The role of experiments in physics has become more and more data oriented, because the events of interest demand sophisticated indirect sensing that produces petabytes of data. The finding of the 17th of August 2017, the merger of two supernovae, illustrates the many senses of astrophysics. 130 million light years away, two stars went supernova, i.e., super-dense neutron stars, circling around each other for most of the history of the universe. They merged in a collision and gamma ray bursts from twin jet streams, outflow of neutrinos, and ejected material were measured by the SWOPE telescope in Chile. Moreover, the gravital wave observatories in the USA and Italy detected ripples in space and time 9 . Such evidence for hypotheses is only possible, if extremely rare events can be captured. The instruments need the application of data management and analysis supporting the way to a more fundamental understanding of the universe. The CRC 876 takes part in the endeavour with two projects, namely astrophysics project C3 and particle project C5.

The C3 project developed a complete pipeline from calibration and data cleaning through feature extraction and selection to signal separation and energy estimation for the FACT telescope, the FACT tools, built on the streams-framework in the second funding phase of the CRC 876. A student group for one year, PG 594, used the compute cluster of the CRC 876 in order to implement the processes of the workflow in a parallel and distributed programming paradigm that combines MapReduce and Spark or Storm, testing various machine learning alternatives for each step in the pipeline.
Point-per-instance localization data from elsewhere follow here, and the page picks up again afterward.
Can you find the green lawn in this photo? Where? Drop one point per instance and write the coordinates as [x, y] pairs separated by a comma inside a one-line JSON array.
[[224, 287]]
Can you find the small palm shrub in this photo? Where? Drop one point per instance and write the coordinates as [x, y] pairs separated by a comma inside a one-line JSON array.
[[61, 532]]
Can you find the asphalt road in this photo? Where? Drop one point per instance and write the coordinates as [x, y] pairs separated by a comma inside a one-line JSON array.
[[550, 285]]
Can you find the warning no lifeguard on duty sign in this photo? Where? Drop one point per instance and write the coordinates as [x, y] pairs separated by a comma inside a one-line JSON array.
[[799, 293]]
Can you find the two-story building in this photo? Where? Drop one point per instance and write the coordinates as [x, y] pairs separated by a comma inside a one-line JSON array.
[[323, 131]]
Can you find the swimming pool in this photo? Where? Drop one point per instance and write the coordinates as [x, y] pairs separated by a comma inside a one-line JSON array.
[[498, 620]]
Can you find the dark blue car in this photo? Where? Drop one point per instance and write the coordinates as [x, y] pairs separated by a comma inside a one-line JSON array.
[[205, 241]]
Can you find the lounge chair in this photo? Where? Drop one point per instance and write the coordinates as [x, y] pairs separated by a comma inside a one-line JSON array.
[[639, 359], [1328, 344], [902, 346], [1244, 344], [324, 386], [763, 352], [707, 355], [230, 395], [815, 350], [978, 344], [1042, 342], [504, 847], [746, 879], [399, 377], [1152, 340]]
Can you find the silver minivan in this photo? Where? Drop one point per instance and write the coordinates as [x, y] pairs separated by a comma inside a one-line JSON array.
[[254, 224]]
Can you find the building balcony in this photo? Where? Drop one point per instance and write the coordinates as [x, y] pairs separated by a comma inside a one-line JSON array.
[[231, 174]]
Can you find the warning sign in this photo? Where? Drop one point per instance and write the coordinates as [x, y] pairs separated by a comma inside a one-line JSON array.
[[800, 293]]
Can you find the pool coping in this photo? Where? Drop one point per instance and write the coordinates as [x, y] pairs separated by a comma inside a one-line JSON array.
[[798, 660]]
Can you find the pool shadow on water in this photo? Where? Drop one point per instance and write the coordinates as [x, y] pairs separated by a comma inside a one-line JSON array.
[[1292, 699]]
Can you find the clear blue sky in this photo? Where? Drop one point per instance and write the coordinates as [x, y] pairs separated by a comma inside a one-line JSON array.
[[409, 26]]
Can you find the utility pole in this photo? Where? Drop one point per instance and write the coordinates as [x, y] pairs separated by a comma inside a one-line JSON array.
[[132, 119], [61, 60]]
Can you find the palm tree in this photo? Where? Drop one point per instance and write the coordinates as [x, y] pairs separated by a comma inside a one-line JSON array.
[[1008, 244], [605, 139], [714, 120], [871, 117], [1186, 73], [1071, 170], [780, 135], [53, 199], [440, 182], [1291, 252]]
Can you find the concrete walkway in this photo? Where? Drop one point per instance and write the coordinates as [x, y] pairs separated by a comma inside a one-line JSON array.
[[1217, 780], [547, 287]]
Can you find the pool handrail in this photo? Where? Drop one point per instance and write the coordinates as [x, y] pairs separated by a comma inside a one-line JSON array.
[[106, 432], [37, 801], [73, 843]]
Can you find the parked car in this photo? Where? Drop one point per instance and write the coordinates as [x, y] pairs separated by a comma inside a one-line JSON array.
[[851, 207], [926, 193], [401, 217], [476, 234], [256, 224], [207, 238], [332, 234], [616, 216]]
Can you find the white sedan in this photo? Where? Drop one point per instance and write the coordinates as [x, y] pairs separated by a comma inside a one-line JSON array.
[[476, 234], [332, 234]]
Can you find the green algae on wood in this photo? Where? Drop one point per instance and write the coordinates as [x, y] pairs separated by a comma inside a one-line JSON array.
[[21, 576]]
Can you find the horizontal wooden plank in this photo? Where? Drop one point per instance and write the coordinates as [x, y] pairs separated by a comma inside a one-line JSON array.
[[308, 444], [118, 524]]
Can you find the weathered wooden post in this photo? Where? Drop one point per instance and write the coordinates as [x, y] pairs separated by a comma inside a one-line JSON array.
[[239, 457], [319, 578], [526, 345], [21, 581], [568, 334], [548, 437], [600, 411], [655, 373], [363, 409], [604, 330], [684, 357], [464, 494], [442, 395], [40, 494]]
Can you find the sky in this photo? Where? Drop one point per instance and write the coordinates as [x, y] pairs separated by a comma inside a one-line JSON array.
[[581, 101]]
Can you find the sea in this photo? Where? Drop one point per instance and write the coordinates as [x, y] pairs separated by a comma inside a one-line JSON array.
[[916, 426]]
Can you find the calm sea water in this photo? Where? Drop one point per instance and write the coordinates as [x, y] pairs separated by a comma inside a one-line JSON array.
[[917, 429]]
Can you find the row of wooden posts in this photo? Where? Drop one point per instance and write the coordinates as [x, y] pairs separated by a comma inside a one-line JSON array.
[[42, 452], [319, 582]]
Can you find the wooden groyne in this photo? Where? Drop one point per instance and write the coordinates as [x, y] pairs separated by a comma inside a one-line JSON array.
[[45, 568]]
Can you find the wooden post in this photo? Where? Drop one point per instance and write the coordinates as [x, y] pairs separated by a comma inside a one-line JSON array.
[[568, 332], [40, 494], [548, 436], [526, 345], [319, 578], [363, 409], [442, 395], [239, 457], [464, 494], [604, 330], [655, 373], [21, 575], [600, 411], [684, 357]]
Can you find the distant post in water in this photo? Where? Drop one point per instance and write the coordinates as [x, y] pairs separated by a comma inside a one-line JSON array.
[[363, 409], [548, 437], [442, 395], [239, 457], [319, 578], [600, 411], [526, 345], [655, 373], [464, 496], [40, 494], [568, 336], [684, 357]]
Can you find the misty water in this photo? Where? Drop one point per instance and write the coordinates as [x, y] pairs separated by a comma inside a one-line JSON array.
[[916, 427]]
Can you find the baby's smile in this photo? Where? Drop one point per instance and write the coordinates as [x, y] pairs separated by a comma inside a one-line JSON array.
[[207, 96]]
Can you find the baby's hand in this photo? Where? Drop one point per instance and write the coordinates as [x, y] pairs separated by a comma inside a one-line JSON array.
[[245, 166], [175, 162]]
The next generation of large telescopes, as well the upcoming Cherenkov Telescope Array (CTA) and IceCube-Gen2 demand even more resource-efficient analytics. A visit of C3 member Kai Brügge at the French Alternative Energies and Atomic Energy Commission (CEA) in spring 2017 has ported the concepts and algorithms of the FACT tools to CTA. Work on real-time tools for CTA will be continued. Also, the work on spectral reconstruction and Deep Convolution Networks will be continued in order to exploit the telescopes' full potential.

The particle physics project C5 started in the second phase of the CRC 876. It is based on a collaboration with the Large Hadron Collider (LHCb) at CERN and aims at the development of compact and low-energy streaming algorithms that are accelerated using GPUs and FPGAs. As in C3, the learning task is of the type of searching a needle in the haystack. C5 focuses on memory and storage of the data and then uses the MapReduce paradigm for selecting the extremely rare events. The goal for the proposed funding phase is to connect the results from the current phase, yielding a pipeline that scales up to the coming upgrade of the LHCb project.

The physics projects combine hardware aspects of the measuring instruments and the platforms for analysis with the models of learning and algorithms. In addition to delivering tools and publishing collaborative papers at conferences, both in physics and in machine learning, the transfer into the physical scientific community has recently stepped up via the working group "Physics, Information Technology, Artificial Intelligence" within the German Physics Society (DPG), where Wolfgang Rhode and Katharina Morik are on the steering committee. Moreover, the data sets from our CRC will be used for machine learning training, since the data do not have privacy or competition restrictions. It is planned to deploy data sets to the Competence Center on Machine Learning Rhein Ruhr for its education transfer activities.